I’m so happy it all worked out! Is the curse lifted? We’ll see. Monday night, I tried to pick out another dress to make, and could not match up any fabric with a pattern (though I have ample amounts of both). I’m still a bit gun shy, I suppose. So, I spent the evening doing a tiny bit of cleaning in my sewing room, and finishing up two projects (that olive linen dress? hemmed, and I hemmed the lining of a store-bought dress that needed a small modification to be wearable).
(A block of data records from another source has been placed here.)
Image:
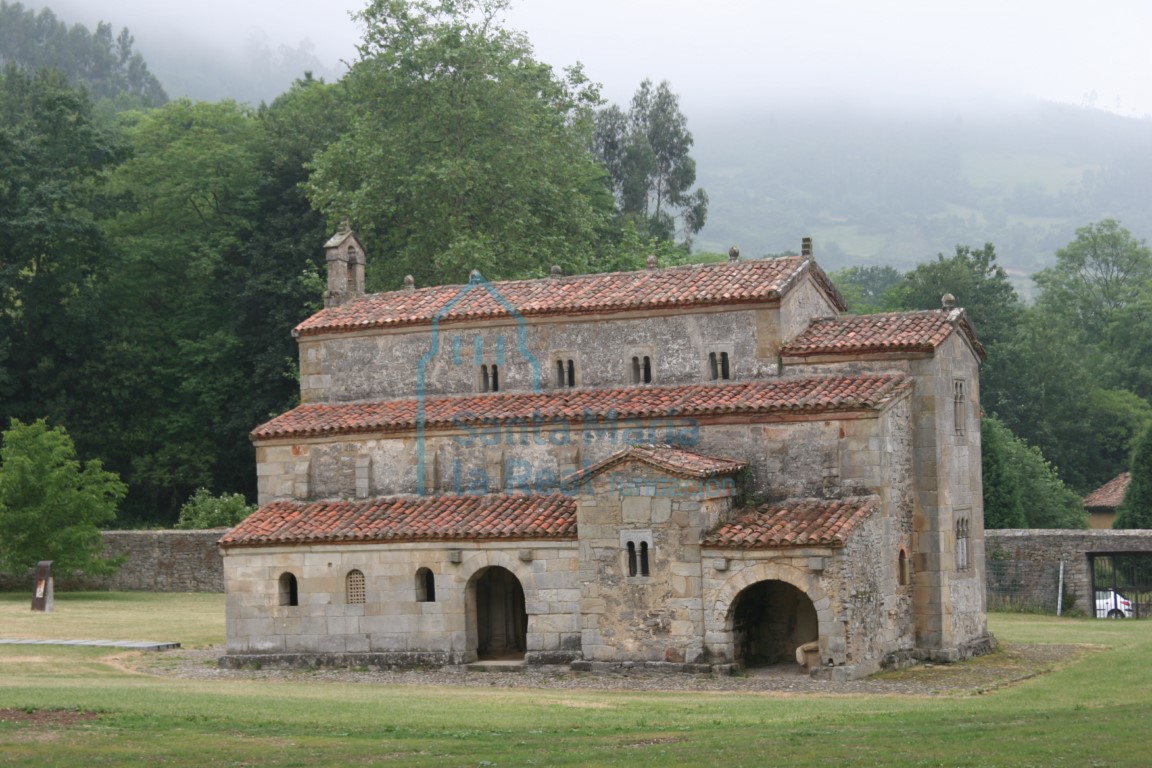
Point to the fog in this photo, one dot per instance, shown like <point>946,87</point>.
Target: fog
<point>722,54</point>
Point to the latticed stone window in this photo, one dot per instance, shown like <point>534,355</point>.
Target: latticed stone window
<point>354,587</point>
<point>962,545</point>
<point>959,405</point>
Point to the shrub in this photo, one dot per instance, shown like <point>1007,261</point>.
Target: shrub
<point>203,510</point>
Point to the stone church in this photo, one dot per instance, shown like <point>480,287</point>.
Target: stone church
<point>697,466</point>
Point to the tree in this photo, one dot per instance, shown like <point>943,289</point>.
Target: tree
<point>1136,510</point>
<point>1098,275</point>
<point>1021,487</point>
<point>52,506</point>
<point>645,153</point>
<point>866,288</point>
<point>203,510</point>
<point>463,151</point>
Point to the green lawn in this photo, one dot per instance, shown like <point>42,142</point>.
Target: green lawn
<point>1091,712</point>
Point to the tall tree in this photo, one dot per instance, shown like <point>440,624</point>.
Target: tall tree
<point>463,150</point>
<point>1136,510</point>
<point>53,253</point>
<point>52,506</point>
<point>646,154</point>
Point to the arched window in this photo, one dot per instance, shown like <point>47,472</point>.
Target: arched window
<point>289,594</point>
<point>425,585</point>
<point>354,587</point>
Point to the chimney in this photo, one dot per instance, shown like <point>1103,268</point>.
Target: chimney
<point>346,266</point>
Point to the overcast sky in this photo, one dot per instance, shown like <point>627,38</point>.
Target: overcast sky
<point>721,53</point>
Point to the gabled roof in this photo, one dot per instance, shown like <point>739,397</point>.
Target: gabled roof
<point>1109,494</point>
<point>408,518</point>
<point>673,461</point>
<point>699,284</point>
<point>891,332</point>
<point>794,523</point>
<point>764,396</point>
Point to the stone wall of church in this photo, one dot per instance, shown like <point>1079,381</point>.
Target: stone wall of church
<point>409,363</point>
<point>395,623</point>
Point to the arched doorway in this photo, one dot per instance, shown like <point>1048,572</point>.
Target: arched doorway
<point>770,621</point>
<point>501,622</point>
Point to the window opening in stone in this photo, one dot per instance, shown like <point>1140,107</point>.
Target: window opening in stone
<point>354,587</point>
<point>959,410</point>
<point>425,586</point>
<point>289,593</point>
<point>962,545</point>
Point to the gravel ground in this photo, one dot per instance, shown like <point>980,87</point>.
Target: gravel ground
<point>1010,664</point>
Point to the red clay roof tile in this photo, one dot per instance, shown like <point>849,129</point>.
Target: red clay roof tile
<point>699,284</point>
<point>893,332</point>
<point>783,395</point>
<point>1109,494</point>
<point>673,461</point>
<point>794,523</point>
<point>408,518</point>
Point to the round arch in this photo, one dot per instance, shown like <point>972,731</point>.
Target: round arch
<point>720,621</point>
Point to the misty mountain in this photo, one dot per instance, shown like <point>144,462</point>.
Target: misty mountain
<point>899,188</point>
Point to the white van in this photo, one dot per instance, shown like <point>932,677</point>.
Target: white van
<point>1111,603</point>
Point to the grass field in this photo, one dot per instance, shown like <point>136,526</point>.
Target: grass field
<point>1092,712</point>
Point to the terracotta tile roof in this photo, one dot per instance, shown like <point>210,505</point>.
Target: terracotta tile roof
<point>1109,494</point>
<point>673,461</point>
<point>794,523</point>
<point>707,284</point>
<point>408,518</point>
<point>782,395</point>
<point>893,332</point>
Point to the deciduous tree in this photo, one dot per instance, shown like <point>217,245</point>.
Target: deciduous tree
<point>51,504</point>
<point>463,151</point>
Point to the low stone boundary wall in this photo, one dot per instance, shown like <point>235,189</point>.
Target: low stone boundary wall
<point>1073,547</point>
<point>154,561</point>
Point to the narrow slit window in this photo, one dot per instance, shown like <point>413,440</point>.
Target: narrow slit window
<point>959,405</point>
<point>425,585</point>
<point>289,592</point>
My next step is to pick out a dress pattern that will look good made out of cotton, because that’s the majority of my stash. If you have recommendations (knee-length, fitted at the waist please), let me know.

4 comments to Success!

  • Natasha

    Hi Kelly!
    Jane just share your blog address with me–love the dress!! It looks wonderful!
    Natasha

  • Sarah

    I have a whole bunch of failures too (including the same armhole issue you encountered with the first dress).
    I’m considering this pattern for a piece of knit I have and am wondering how you made the gathering — it looks great and I want to copy you. 🙂

    • Thanks! For the gathering, I just made even stitches, by hand, and then pulled it tight, and reinforced it by repeating it several times. This fabric was very fluid, so that helped a lot, and it was very forgiving. The other thing is to put on the dress and figure out exactly where that gather should be – don’t go by where the pattern tells you to put it, but put it where it looks best on your body.